The 1st Maine Heavy Artillery (North) had spent the war until recently as garrison troops, manning the fixed defenses of Washington, about 900 men who had never made a charge. Now they were infantry, and they were ordered forward across open ground against works that could not be carried. They went. In a matter of minutes they lost 632 men, the heaviest single-battle loss of any regiment in the entire war. A regiment is a few hundred to a thousand men. This one was effectively annihilated in the time it takes to read this page. That is the image the four days end on: converted garrison soldiers obliterated against a wall, because by then there was no longer any way over it.

The reckoning

The Siege Begins

After that, Grant called off the frontal assaults. Across the four days the Union had lost roughly 11,000 men, about 11,386, with the killed near 1,700, against Confederate losses in the range of 3,200 to 4,000: the attackers had bled roughly three times what the defenders did, the signature price of throwing infantry against entrenchments. Major General George G. Meade (North), who had been running the assaults, saw what was coming. In a letter home he judged that the army would have to settle in for a siege of Petersburg before it could even begin a siege of Richmond, and his official report after June 18 carried a line of plain regret.

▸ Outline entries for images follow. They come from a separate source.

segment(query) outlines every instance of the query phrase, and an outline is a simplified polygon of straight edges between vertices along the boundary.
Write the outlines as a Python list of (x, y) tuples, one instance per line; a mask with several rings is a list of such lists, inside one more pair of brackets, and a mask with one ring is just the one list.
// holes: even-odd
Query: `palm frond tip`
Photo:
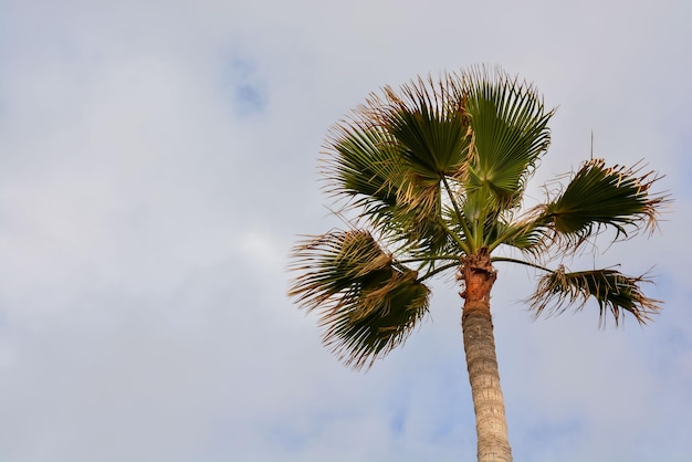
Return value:
[(616, 240), (642, 228), (651, 233), (668, 196), (649, 193), (660, 179), (656, 172), (639, 174), (637, 166), (606, 167), (602, 159), (589, 160), (559, 197), (544, 206), (544, 217), (556, 237), (577, 245), (607, 227), (617, 231)]
[(289, 295), (319, 312), (323, 343), (359, 369), (406, 340), (428, 313), (429, 290), (369, 232), (334, 231), (294, 249)]
[(562, 314), (569, 307), (581, 309), (594, 298), (602, 325), (608, 311), (616, 326), (625, 312), (635, 316), (640, 324), (646, 324), (661, 308), (660, 301), (649, 298), (641, 292), (640, 285), (649, 282), (643, 275), (627, 276), (610, 269), (570, 273), (559, 266), (541, 279), (528, 302), (538, 317), (546, 309), (552, 315)]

“It is a source of great regret that I am not able to report more success.”

Major General George G. Meade (North)

And so the Siege of Petersburg began: surround the city and starve it out rather than storm it, because the open-field assault had failed and there was nothing else left to try. It would run for nine and a half months of trench warfare, the longest siege of the war, ending only with the Union breakthrough of April 2, 1865, the fall of Richmond, and Lee’s surrender at Appomattox on April 9. The pivot from open-field war to trench war in the East happened right here, in these four days.

Meanwhile in Petersburg
The door that swung twice
The two halves of this battle belong together, because the tragedy lives in the gap between them. On June 15, the men best positioned to win the war quickly were the formerly enslaved soldiers of Hinks’s division, and they did their part: they tore open the wall and laid Petersburg bare. Then the war-shortening chance died not on the firing line but in the pause behind it: Smith’s exhaustion, Hancock’s lost order, a night of waiting outside an empty city. The freedmen opened the door. The hesitation behind them let it close. And the price of that closing was nine and a half months of siege and the tens of thousands of casualties, on both sides, that a single hard push on the evening of June 15 might never have cost.